POTS contains steps and scripts to automatically look for security updates and install them into the different contributed projects.
This was build making use of CircleCI PipeLine parameters to trigger the CI job that run that scripts that checks and gets the secutity updates.
To make it trigger recluntly we have a couple of options:
- Evercurrent (Recommended)
- CircleCi triggers interface
To make the Automatic security updates works for our project, we will require to follow the next steps:
- Create a new set of SSH keys to be able to push the changes back to github (github deploy key)
- Configure the Zendesk integration (Environment variables - already documented at the top)
- (Optional) Configure the the IA integration (Open IA)
When continuous integration is configured on a project, CircleCI generates a set of SSH keys and automatically adds the private key to CircleCI and the public key to GitHub. This way CircleCI will have access to the repository in GitHub, but this access is just read-only. Originally for POTS this access is enough since it only needs reading the repository on GitHub and writing on the platform where the website is hosted (Acquia, Pantheon, Platform, etc).
With the arrival of AutoSec to POTS, this set of SSH keys is no longer enough, because AutoSec requires reading the repository, executing the security updates, and sending the changes to GitHub, therefore starting with AutoSec it is necessary to have read/write keys. CircleCI cannot generate keys with write access, therefore it is necessary to externally create a set of SSH keys and manually add them to both CircleCI and GitHub.
- The keys must be generated, either with a command in the console through this guide or they can also be generated through 1password.
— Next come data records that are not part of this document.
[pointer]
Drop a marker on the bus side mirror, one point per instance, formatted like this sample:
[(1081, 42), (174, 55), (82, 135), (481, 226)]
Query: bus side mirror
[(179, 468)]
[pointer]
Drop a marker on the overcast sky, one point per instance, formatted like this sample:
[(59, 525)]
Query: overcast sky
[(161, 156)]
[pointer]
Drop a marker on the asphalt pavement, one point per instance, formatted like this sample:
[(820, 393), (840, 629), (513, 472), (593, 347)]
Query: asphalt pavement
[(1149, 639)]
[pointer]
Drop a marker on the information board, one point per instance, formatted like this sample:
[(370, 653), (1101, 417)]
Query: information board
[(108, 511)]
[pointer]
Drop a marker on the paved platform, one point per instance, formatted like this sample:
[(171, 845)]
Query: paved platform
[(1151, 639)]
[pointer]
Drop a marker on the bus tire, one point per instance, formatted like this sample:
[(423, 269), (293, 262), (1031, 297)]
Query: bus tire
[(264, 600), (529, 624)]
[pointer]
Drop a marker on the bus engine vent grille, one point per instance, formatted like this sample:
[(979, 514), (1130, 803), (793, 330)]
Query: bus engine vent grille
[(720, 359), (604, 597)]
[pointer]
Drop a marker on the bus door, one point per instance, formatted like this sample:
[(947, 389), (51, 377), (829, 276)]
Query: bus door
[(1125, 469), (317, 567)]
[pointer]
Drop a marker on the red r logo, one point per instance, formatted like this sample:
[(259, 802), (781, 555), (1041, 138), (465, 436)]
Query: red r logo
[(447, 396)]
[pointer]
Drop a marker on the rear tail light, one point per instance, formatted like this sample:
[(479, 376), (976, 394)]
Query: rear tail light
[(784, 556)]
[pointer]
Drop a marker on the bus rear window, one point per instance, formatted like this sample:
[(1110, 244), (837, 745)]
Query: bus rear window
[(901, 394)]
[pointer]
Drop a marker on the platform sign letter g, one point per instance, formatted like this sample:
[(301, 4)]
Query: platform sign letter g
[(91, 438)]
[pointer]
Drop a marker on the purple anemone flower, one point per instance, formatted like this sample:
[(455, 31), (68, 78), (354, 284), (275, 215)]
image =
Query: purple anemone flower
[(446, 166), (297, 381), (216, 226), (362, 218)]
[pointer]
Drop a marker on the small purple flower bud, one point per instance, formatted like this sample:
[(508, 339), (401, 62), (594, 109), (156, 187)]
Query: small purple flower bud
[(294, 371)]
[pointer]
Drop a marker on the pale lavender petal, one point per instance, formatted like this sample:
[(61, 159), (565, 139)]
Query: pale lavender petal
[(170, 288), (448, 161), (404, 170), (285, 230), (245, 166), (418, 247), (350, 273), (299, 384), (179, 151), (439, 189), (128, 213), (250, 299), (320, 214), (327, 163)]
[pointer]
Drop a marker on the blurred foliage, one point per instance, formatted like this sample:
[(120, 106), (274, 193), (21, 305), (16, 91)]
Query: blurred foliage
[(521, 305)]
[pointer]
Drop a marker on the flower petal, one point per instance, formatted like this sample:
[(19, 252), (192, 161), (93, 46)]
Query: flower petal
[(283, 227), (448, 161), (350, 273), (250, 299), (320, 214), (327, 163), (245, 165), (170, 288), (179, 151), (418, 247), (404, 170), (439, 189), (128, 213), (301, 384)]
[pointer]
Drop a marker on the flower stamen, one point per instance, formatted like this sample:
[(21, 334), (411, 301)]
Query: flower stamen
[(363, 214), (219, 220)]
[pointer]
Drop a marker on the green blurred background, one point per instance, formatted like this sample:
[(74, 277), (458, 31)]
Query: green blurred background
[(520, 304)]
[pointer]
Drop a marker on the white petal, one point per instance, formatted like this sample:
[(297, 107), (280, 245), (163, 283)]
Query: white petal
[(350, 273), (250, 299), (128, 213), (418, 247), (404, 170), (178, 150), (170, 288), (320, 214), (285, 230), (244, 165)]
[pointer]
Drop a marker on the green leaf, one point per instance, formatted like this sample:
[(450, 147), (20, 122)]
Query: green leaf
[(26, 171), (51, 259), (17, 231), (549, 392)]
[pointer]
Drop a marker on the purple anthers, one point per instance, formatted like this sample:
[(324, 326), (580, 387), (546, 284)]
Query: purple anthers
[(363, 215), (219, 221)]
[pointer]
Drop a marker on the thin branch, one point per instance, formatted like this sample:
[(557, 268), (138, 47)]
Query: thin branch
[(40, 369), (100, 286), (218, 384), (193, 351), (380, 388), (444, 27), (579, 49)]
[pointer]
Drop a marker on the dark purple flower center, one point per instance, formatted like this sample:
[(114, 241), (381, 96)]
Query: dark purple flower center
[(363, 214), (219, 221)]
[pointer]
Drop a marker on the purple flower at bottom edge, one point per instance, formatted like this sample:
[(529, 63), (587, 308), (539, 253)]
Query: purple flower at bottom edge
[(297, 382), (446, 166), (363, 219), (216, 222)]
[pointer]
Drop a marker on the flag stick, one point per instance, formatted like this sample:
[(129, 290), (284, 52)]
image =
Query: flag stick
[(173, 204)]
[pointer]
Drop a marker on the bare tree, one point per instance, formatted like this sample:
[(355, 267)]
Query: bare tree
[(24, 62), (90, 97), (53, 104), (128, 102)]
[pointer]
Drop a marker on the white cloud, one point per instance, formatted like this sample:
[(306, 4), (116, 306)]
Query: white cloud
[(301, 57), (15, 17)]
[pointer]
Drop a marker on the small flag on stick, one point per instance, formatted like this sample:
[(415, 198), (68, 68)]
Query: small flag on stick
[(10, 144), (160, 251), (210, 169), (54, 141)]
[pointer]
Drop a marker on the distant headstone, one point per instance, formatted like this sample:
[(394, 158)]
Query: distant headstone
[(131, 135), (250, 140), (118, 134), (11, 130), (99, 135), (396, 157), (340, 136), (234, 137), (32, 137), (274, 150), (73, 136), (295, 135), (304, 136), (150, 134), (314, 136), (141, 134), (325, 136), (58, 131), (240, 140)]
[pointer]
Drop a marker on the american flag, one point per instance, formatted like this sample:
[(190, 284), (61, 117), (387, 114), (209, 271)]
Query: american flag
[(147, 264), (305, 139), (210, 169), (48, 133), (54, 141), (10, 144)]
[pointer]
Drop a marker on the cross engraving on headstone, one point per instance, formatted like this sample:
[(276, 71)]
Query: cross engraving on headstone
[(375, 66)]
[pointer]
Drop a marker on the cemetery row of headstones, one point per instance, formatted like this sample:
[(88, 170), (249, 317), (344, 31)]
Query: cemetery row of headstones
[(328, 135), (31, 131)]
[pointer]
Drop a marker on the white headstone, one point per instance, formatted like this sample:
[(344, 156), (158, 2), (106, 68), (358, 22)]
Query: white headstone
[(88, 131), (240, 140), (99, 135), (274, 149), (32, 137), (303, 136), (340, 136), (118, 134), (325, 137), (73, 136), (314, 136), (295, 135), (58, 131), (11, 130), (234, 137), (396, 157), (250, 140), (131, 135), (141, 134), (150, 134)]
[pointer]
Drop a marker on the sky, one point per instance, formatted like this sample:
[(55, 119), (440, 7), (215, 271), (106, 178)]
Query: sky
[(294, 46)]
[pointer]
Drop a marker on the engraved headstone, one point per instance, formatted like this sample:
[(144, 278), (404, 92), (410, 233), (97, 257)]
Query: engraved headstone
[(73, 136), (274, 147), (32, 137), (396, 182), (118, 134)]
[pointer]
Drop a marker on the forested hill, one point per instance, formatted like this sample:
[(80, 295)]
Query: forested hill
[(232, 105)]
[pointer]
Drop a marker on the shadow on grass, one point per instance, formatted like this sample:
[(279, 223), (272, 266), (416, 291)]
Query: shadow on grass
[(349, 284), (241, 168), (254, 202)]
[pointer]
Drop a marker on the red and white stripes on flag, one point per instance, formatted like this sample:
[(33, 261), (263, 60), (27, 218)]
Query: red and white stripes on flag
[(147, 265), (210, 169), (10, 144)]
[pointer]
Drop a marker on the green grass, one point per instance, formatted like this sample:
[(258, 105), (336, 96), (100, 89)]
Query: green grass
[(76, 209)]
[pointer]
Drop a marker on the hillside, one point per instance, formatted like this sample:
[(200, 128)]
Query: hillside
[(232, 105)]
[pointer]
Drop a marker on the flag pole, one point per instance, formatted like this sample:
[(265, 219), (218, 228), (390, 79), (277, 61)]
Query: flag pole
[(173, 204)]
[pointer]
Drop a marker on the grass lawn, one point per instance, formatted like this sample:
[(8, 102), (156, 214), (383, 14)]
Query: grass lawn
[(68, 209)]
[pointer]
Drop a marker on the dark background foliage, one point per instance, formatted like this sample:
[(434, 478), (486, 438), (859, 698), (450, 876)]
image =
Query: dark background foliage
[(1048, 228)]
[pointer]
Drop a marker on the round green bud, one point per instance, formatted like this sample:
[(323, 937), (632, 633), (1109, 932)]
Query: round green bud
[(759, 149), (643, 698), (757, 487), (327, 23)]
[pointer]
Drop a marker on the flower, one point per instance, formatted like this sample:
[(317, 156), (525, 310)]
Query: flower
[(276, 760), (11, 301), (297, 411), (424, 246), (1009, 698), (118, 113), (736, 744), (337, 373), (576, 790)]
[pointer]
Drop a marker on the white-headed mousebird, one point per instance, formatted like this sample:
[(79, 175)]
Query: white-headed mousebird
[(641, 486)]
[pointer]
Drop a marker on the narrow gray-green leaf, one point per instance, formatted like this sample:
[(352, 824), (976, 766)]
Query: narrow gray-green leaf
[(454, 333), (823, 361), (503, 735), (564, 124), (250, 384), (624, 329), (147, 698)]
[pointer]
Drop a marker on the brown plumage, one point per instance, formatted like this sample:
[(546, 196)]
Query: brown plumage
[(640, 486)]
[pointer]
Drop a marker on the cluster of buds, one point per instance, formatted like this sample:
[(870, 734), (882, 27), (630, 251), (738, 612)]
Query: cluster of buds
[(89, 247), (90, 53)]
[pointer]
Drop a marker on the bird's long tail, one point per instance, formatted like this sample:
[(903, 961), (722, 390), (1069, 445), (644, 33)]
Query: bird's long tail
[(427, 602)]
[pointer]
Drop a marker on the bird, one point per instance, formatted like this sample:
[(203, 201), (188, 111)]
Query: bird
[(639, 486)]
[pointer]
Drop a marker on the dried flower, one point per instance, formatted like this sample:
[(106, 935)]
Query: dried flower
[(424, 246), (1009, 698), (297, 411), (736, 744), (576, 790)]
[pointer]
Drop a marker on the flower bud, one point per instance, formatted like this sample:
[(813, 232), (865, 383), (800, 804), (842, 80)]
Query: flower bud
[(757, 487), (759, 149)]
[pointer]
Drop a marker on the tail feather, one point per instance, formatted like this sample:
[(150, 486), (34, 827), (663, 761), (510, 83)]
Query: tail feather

- Add the private key to CircleCI:
Project Settings -> SSH keys -> Additional SSH Keys
. - Add the public key to GitHub:
Project Settings -> Deploy Keys
.
AutoSec has been developed to use IA and obtain some functional tests of the packages it updates automatically. These steps are added to the PR documentation, thus providing important information to the developer performing the tests.
The AI implementation was carried out through the ChatGPT API, therefore, a key is required to be generated and added to CircleCI. It is important to say that the use of this key has a cost for each request, so the configuration of said key is totally optional, the system is made to check if a key exists, it asks ChatGPT for the steps and if it doesn't have the key configured, it doesn't do any request.
- Generate a new API Key, navigate to OpenIA page and login, select the API console.
- Navigate to "API Keys" in the left sidebar (hover on OpenIA logo).
- Click the "Create new secret key" button and copy the hash code.
- Add the API Key to CircleCI, navigate:
Project Settings -> SSH keys -> Environment Variables
. - Click the "Add Environment Variable" button.
- The variable name must to be:
OPENAI_API_KEY
, and the value paste the hash code of the step 3.